Was it their belief in witches and black magic and evil spirits? Or was it a
combination of all of the above? How could Child Protective Services allow
children who were filthy, malnourished, covered in mosquito bites and living
alternately on a mattress in an alley, in a car and in a building with no
electricity stay in those conditions? Is it right to execute Rubio and Camacho
for killing their children?
Honestly,
don’t read the book, but do know, and I must not forget, there are horrific
lives occurring, probably closer to us than we realize, and helpless children
are the victims, and we are responsible for what happens to them.
Ghost Boy:
The Miraculous Escape of a Misdiagnosed Boy Trapped Inside His Own Body by
Martin Pistorius
When he was
12 years old, Martin Pistorius, a healthy, typical boy, came home from school
with a sore throat. His conditions quickly deteriorated to the point that he
could not walk or talk, and the doctors didn’t know why.

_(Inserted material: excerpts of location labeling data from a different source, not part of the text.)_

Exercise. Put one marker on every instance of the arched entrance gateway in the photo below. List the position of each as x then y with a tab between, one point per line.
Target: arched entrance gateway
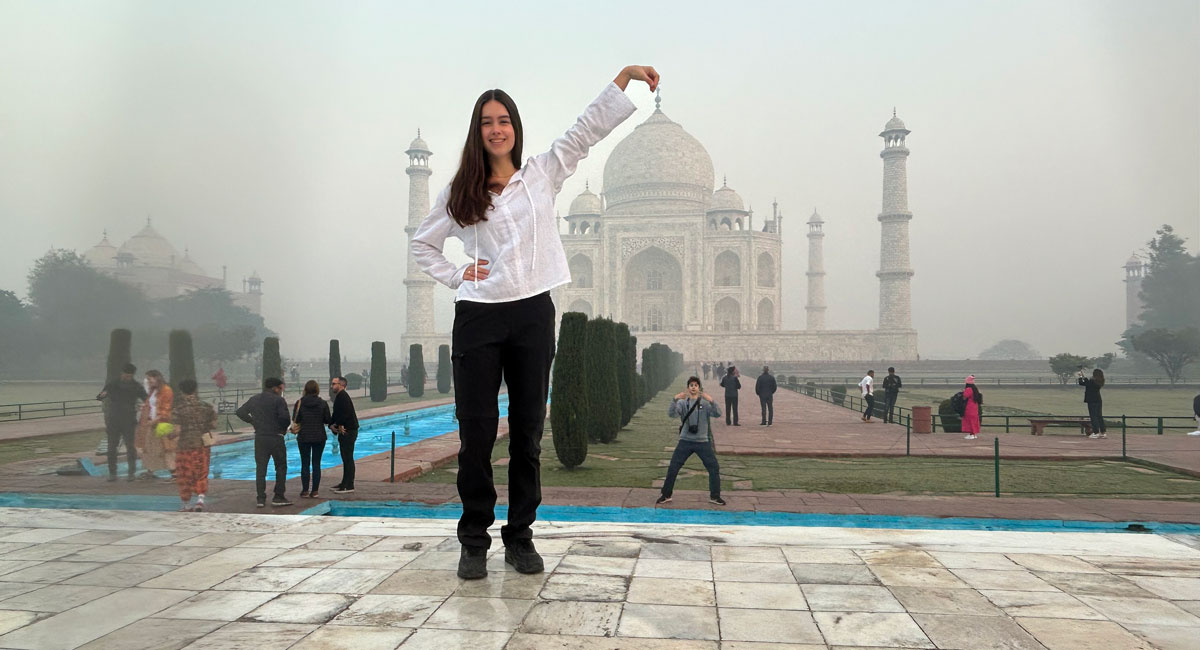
653	299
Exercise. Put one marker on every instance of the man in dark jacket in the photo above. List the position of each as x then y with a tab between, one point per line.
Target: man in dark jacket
892	386
732	385
346	425
765	387
121	417
268	411
1195	410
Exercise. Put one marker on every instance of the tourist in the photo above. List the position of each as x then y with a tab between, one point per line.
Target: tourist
268	411
121	419
345	423
868	386
765	387
892	386
694	408
1195	410
971	416
149	437
504	323
1095	404
312	414
195	421
732	385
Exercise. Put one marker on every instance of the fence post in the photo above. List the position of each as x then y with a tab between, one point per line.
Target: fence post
997	465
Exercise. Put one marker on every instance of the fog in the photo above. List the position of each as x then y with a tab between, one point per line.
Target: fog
1049	140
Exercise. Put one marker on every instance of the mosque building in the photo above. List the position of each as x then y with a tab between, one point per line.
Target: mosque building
687	264
150	263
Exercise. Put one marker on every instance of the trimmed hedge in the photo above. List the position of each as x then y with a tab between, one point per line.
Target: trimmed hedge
273	363
180	356
120	345
569	396
335	359
415	371
378	371
604	415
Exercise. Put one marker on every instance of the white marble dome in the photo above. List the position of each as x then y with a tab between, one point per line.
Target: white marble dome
659	162
726	199
149	248
586	204
102	256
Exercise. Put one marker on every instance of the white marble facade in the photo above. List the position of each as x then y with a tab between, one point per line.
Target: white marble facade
689	265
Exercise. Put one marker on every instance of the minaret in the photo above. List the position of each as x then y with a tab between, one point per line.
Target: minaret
895	300
816	272
1135	270
419	287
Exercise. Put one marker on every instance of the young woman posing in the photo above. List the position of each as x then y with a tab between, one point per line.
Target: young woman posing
504	320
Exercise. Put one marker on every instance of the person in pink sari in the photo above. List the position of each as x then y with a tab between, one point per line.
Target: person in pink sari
975	404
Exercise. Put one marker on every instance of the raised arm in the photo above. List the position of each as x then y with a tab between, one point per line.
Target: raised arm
604	114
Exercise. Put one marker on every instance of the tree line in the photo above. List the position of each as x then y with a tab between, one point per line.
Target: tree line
71	307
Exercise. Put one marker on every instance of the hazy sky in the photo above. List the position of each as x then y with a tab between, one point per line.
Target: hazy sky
1049	140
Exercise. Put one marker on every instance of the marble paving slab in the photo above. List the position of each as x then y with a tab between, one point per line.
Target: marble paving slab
139	581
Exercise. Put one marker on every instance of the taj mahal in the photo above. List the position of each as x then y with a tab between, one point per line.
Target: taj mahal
687	265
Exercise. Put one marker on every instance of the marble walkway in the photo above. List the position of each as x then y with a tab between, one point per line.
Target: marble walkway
102	579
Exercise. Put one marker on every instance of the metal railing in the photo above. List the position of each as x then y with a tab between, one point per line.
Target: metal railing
1158	423
993	381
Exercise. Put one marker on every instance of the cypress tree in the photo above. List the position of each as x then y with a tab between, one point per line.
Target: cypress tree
273	363
181	359
624	372
415	371
335	359
445	371
120	344
569	391
604	419
378	372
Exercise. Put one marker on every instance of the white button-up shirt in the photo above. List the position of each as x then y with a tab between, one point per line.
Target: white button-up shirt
520	238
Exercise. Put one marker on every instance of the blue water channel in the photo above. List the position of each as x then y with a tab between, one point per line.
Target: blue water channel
235	461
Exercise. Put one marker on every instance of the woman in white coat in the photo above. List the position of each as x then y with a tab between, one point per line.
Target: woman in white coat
504	319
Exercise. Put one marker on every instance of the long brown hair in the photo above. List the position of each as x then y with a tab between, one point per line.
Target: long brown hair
469	199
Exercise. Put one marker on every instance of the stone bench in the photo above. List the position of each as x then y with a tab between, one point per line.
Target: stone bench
1038	423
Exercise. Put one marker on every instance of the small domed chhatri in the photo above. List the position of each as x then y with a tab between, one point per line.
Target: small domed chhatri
148	262
148	248
102	256
726	199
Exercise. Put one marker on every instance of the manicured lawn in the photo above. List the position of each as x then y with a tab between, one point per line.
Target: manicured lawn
639	457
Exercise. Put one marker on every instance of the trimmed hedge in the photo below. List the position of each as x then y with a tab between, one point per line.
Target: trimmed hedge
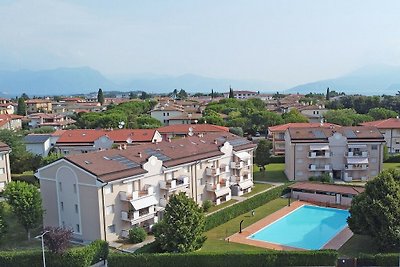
382	259
273	258
256	201
74	257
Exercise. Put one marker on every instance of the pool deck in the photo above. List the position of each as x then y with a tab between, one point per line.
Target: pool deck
334	243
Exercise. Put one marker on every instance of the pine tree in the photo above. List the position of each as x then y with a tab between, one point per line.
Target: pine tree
100	96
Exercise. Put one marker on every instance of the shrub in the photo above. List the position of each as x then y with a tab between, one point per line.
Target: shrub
137	235
207	205
256	201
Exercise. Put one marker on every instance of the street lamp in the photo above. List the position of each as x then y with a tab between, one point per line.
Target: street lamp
41	236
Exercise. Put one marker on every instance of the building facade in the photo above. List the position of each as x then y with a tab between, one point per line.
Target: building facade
346	153
101	195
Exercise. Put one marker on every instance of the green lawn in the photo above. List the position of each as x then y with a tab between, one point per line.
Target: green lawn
16	237
257	189
358	244
273	173
216	237
221	206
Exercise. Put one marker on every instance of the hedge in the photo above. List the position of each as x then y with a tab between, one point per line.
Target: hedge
273	258
383	259
227	214
74	257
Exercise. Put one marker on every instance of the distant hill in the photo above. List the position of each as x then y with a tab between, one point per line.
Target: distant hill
370	80
61	81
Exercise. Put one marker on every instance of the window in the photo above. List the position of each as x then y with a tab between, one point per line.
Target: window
108	189
109	209
111	228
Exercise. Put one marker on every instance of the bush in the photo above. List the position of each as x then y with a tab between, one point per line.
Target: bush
137	235
207	204
228	259
231	212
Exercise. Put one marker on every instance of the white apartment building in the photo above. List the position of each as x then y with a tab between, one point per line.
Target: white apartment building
101	195
347	153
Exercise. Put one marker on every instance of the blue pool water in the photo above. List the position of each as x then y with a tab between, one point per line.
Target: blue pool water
307	227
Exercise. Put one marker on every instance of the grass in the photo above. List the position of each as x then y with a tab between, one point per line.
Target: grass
257	189
16	236
216	237
221	206
273	173
358	244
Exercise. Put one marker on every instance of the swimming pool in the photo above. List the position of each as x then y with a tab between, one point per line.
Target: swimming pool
307	227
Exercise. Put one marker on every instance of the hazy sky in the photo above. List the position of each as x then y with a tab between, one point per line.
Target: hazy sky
283	41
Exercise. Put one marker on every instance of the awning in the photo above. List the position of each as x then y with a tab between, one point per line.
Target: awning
246	184
243	155
357	160
142	203
319	147
223	191
357	146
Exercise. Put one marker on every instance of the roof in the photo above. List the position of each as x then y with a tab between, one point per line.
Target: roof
357	133
197	128
36	138
390	123
120	135
284	127
114	164
341	189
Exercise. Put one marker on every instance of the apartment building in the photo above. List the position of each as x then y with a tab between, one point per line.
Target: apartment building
276	134
347	153
101	195
390	129
87	140
5	172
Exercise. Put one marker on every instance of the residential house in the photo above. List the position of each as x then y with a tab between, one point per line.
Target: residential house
390	128
5	171
101	195
276	134
87	140
347	153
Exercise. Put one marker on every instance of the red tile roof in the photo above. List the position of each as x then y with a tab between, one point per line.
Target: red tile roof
284	127
197	128
391	123
341	189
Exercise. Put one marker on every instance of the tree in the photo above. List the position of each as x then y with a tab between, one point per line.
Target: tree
25	203
231	95
328	96
376	211
57	239
263	153
182	228
21	108
100	96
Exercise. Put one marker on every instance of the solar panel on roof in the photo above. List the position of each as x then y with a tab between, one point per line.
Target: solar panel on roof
127	162
350	134
157	154
318	134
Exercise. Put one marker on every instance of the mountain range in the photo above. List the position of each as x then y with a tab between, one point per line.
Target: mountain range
369	80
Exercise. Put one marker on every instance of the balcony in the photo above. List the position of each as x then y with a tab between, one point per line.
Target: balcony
319	168
174	184
355	154
319	154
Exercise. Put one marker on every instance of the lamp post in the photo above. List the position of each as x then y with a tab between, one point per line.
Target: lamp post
41	236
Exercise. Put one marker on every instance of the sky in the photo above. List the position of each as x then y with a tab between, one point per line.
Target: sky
289	42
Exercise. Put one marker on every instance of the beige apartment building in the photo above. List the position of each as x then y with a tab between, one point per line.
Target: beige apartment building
347	153
5	172
101	195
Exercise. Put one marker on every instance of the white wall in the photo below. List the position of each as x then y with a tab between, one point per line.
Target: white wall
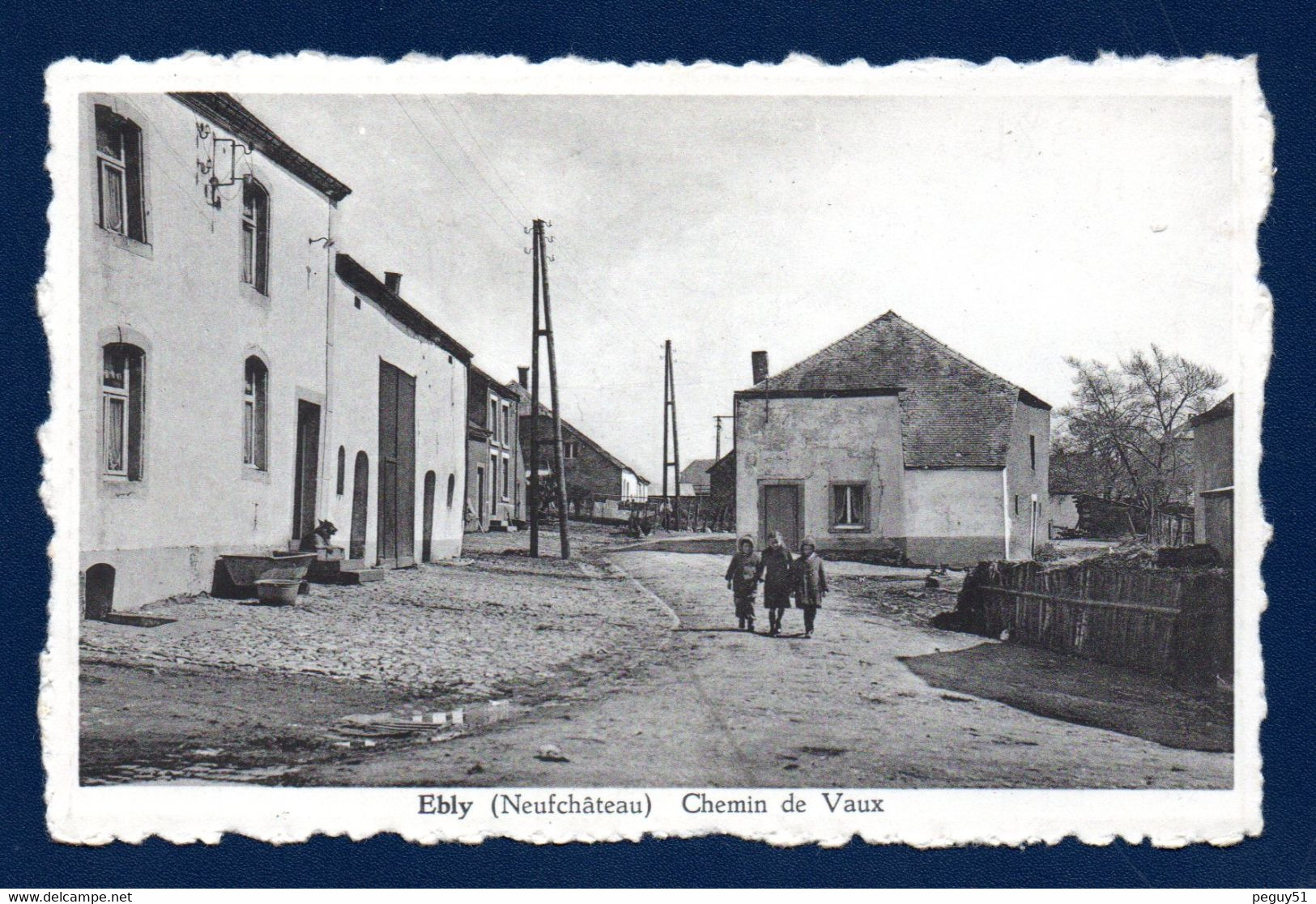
1025	480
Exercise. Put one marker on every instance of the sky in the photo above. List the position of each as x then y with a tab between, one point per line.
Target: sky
1019	231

And so they sent him
home, telling his parents essentially that he would just die at some point.
Then about two years into his illness he started mentally “waking up,” but
because he was still unable to speak to his parents or caregivers or to
physically move, no one knew; therefore, the “Ghost Boy” moniker.
To go past
this point in the story would be a spoiler, so I’ll stop here and say it is a
pretty interesting story, reasonably well told.